The morning of August 18, 2011 started like any other typical day. We were living in Irving at the time. This particular morning was shipment day, so I had been busy in the vault receiving and verifying money. When I finally made it back to my station I checked my phone, expecting maybe one or two text messages, but instead I saw tons of missed phone calls. I figured something had happened but when I called my mom back, I never expected to hear that it had to do with my brother. My mom could hardly speak when I called her and she handed the phone to my aunt who then proceeded to tell me what had happened. I remember asking her if she was sure, as if she would be lying. I knew she wasn't, but I kept thinking maybe someone had made a mistake and it wasn't really him. I think I might have screamed or said something loudly, because I remember everyone around me looking up at me.
If you've ever lost a person close to you, you can probably imagine my state of mind. It was a chaotic mix of emotions masked by a state of surrealism. I felt myself going through the motions of life, but I felt like an outsider who could only see things rather than actually experiencing
them. To this day, I sometimes feel that state creep up on me, but they seldom happen.

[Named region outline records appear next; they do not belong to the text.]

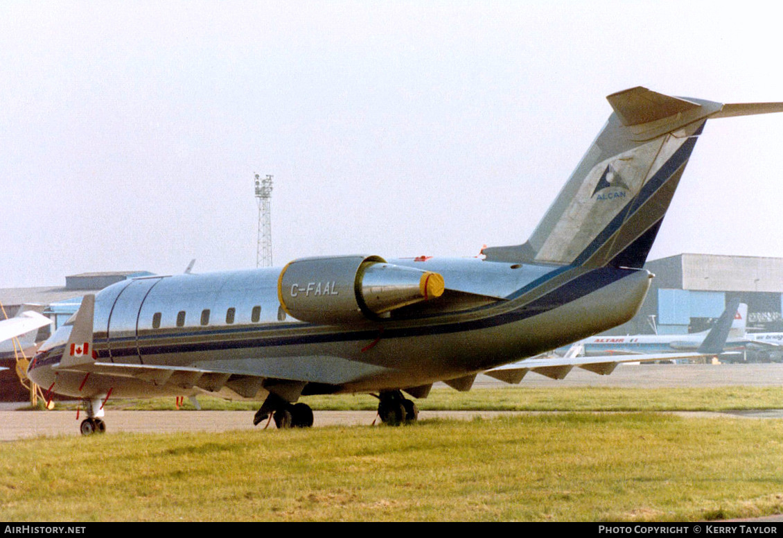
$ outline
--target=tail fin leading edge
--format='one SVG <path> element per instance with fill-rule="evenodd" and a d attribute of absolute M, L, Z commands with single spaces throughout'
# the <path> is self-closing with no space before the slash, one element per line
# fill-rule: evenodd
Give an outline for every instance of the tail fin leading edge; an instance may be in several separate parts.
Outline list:
<path fill-rule="evenodd" d="M 486 259 L 640 268 L 706 120 L 783 111 L 641 87 L 607 99 L 614 114 L 528 241 L 485 248 Z"/>

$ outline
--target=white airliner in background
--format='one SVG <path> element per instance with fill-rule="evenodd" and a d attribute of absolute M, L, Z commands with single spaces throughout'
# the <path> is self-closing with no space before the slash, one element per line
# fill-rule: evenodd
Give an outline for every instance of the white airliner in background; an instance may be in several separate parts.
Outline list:
<path fill-rule="evenodd" d="M 86 295 L 28 375 L 86 403 L 85 434 L 103 431 L 110 397 L 204 393 L 263 400 L 254 421 L 271 413 L 280 428 L 312 425 L 301 396 L 372 393 L 381 420 L 399 424 L 417 412 L 403 392 L 423 398 L 438 381 L 467 390 L 480 372 L 625 323 L 706 121 L 783 103 L 640 87 L 607 99 L 614 113 L 523 244 L 485 259 L 338 255 L 124 281 Z"/>
<path fill-rule="evenodd" d="M 745 338 L 748 305 L 734 301 L 727 306 L 733 322 L 728 330 L 727 346 L 742 346 Z M 725 313 L 726 311 L 724 311 Z M 634 353 L 673 353 L 695 351 L 706 338 L 708 330 L 690 334 L 631 334 L 627 336 L 593 336 L 580 341 L 587 356 L 597 355 L 629 355 Z M 721 350 L 722 351 L 722 350 Z M 716 352 L 716 354 L 721 351 Z"/>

If you're wondering what caused the accident, we are still a little unsure of the exact reason. What we do know is that my brother took a curve too quickly and lost control. His vehicle flipped two and a half times before landing in a nearby field. He wasn't wearing his seatbelt and was thrown out of the vehicle and died on impact. It's possible that he was distracted while driving, but nothing was verified. All I know is that this experience has made me a stronger advocate for no texting and driving!

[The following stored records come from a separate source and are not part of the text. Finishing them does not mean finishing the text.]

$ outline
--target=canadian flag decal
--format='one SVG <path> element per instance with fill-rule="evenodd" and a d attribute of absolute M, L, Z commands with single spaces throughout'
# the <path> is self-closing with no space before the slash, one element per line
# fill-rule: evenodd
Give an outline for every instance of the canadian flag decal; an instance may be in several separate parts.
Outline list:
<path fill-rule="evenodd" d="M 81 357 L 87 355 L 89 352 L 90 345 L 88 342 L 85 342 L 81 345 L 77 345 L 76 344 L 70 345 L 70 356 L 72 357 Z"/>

I cannot say this enough: Cherish your family! Human nature fools us into thinking that we are invincible and that bad things will never happen to us or our families. The reality is, it does and it will. It happened to us not only with my brother but with my cousin. A year before my brother died, we lost my cousin in a car accident as well. My sister was in that same accident and, by the grace of God, she is still here with us. Not a day goes by that I don't think about Jonathon. I would gladly give up lots of things in my life to have him back even if just for a day. I helped my mom raise him and take care of him. He was my big, little brother and I will never forget the impact he had on my life and family. I look forward to seeing him again, but until then, I will do all I can to keep his memory alive.
This blog is dedicated to him. His death helped me find another passion and talent. Photography. Photography has helped me deal with death by focusing all my energy into something positive. We didn't have many photos of him so I hope to use that as motivation to capture moments for others.
If you're wondering how I came up with my logo..my brother Jonathon is the inspiration for that. As a kid he was chubby and my mom gave him the nickname fat boy. He hated it but as he got older the name caught on to more people. Although he didn't like it, he will always be my fat boy.